Aspen has received a higher than usual number of roadside orphans this year. Many of our raccoon and squirrel orphans have been found alongside their dead mothers along area highways.
A small fisher was also found alongside his dead mom on highway 118. Fishers are a rarity at Aspen, but unfortunately he arrived with too much damage to his hind legs, and was euthanized.
We don’t know why, but it’s been a busier spring overall.
In total, we’ve received 48 more orphaned or injured wild animals so far in 2012 than by the same date in 2011.
A team of dedicated volunteers continues to feed them pretty much around the clock, with early morning starts and late night finishes to take care of the many needy and hungry babies.
This fox will start off with a diet of puppy milk formula, fed with baby bottles every four hours, before being tucked back into his cage with a small heating pad and a stuffed animal to cuddle up with.
In a few weeks, he’ll graduate to an outdoor enclosure, and staff will avoid contact with him as much as possible to “wild him up.”

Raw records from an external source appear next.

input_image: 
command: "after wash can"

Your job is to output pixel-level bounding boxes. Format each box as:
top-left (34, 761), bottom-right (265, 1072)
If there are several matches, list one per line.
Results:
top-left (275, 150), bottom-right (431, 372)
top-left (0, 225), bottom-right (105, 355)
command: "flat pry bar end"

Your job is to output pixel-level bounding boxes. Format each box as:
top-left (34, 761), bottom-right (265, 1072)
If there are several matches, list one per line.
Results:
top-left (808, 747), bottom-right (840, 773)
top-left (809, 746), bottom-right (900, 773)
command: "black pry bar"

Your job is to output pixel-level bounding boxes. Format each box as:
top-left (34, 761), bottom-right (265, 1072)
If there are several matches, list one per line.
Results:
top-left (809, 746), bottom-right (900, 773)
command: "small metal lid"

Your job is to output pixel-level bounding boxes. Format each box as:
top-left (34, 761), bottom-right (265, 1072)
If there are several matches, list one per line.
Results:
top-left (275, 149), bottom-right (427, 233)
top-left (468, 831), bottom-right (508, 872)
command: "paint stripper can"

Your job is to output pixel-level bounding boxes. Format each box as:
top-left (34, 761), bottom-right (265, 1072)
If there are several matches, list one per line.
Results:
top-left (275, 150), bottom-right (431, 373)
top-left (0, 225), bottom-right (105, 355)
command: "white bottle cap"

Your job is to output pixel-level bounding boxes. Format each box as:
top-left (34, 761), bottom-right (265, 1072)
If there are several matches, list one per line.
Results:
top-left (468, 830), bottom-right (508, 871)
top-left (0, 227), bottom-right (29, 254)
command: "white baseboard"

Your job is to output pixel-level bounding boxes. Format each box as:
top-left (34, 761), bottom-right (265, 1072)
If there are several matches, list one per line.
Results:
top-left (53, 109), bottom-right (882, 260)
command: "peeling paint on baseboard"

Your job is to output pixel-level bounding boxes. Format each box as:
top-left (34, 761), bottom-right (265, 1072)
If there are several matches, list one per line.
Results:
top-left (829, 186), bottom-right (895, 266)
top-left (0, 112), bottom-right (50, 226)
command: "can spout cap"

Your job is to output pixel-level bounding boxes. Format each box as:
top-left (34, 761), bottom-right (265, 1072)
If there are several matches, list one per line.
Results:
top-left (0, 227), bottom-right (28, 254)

Like every animal in the sanctuary’s care, the goal is to help them survive, with limited human contact, so they’ll return to the wild without human imprint.
We should be able to release this fox in the fall, giving him enough time to get used to his surroundings before winter arrives.
In the meantime, staff and volunteers resist the urge to cuddle with the cute arrival, feed him quickly and return him to his box to wait for the next feeding.
(These weekly articles are contributed by staff at the Aspen Valley Wildlife Sanctuary. The sanctuary rehabilitates orphaned and injured wildlife with a mandate to educate the public towards a better understanding of local fauna.)